Il diritto a essere dimenticati online presuppone oggi la possibilità di richiedere e ottenere dal provider di cancellare e rendere non più ricercabile, a distanza di anni, negli archivi online, il materiale sgradito che potrebbe risultare sconveniente e dannoso per chi è stato protagonista nel passato di fatti di cronaca. In caso di inadempienza, si potrà avanzare la richiesta davanti al Garante della Privacy o al Giudice ordinario di un cospicuo risarcimento del danno, come già previsto da l’art. 2050 del Codice Civile, ma che prima dell’intervento della Corte Europea, veniva generalmente evitato dai provider con la dimostrazione di non aver potuto evitare l’indicizzazione del contenuto degli articoli da parte dei giornale in cui erano apparsi. È stato infatti riaffermato, senza possibilità di appello, che sono i motori di ricerca i titolari del trattamento dei dati degli utenti e, dietro esplicita richiesta, sono obbligati a verificare la fondatezza della applicazione del diritto all’oblio. Subito dopo la sentenza, numerosi esperti l’hanno accusata di minacciare la libertà di espressione e di accesso all’informazione, prevista dall’art. 21 della Costituzione, ma la Corte ha ritenuto prevalente il diritto a non restare indeterminatamente esposti ai danni ulteriori che la reiterata pubblicazione di una notizia può arrecare all’onore e alla reputazione, salvo che, per eventi sopravvenuti, il fatto precedente ritorni di attualità e rinasca un nuovo interesse pubblico all’informazione.

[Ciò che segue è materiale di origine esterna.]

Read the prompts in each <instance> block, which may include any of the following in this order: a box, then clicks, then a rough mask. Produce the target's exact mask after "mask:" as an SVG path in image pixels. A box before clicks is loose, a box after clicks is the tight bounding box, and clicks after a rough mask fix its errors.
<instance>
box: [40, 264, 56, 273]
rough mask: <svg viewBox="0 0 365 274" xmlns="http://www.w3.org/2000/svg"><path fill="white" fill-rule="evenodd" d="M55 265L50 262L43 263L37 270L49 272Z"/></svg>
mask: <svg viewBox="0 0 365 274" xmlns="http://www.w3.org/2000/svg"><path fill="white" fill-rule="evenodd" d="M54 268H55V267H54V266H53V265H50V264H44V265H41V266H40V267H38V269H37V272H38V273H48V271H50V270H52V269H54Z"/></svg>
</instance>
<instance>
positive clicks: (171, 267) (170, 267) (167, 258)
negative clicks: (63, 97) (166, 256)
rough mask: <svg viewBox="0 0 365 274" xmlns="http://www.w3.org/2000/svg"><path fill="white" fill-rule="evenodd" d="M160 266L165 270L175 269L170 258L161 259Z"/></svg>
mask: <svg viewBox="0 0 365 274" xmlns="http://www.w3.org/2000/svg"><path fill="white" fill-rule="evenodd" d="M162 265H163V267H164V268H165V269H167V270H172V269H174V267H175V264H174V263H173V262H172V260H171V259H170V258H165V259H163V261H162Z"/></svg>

Il diritto di un individuo a essere dimenticato, o meglio, a non essere più ricordato per fatti che in passato furono oggetto di cronaca, si applicherebbe anche a chi abbia commesso un reato a condizione che il pubblico sia già stato ampiamente informato in base al diritto di cronaca. Si ritiene, infatti, che quando un determinato fatto è stato assimilato e conosciuto da un’intera comunità, cessa di essere utile per l’interesse pubblico: smette si essere oggetto di cronaca e ritorna a essere fatto privato. Si cerca, così, di tutelare la reputazione delle persone coinvolte nel fatto restituendo loro il diritto alla riservatezza, dando valore pure al principio della funzione rieducativa della pena. Il diritto all’oblio favorirebbe, in questo senso, il reinserimento sociale dell’accusato, il suo ritorno alla società civile. Su questo punto si era già espressa anche la Suprema Corte di Cassazione, da ultimo con la sentenza 16111 del 2013 (Cass. Civ.) affermando che, per reiterare legittimamente notizie attinenti a fatti remoti nel tempo, è necessario il rilevante collegamento con la realtà attuale e la concreta utilità della notizia. Si tratta del cosiddetto principio di pertinenza, secondo cui il diritto di riproporre notizie, seppur veritiere, da parte di organi di stampa, anche a distanza di tempo, è possibile solo se esse hanno una stretta relazione con nuovi fatti di cronaca e se vi è un interesse pubblico alla loro diffusione. In conclusione, se è vero che la Costituzione riconosce e garantisce la libertà di stampa, è pur vero che tramite la divulgazione di notizie o di fatti si può ledere un diritto altrui: basti pensare all’onore, alla riservatezza, all’immagine. La Rete non può essere intesa come una “zona franca” del diritto ma anche qui vanno rispettati il diritto al nome, all’immagine, all’onore, alla reputazione, alla riservatezza, all’identità personale e non ultimo all’oblio. Se Internet è uno degli strumenti più democratici ed egualitari, al tempo stesso per le sue stesse potenzialità non deve essere utilizzato in maniera irresponsabile, perché più di ogni altro mezzo può ledere in maniera irrimediabile la reputazione altrui.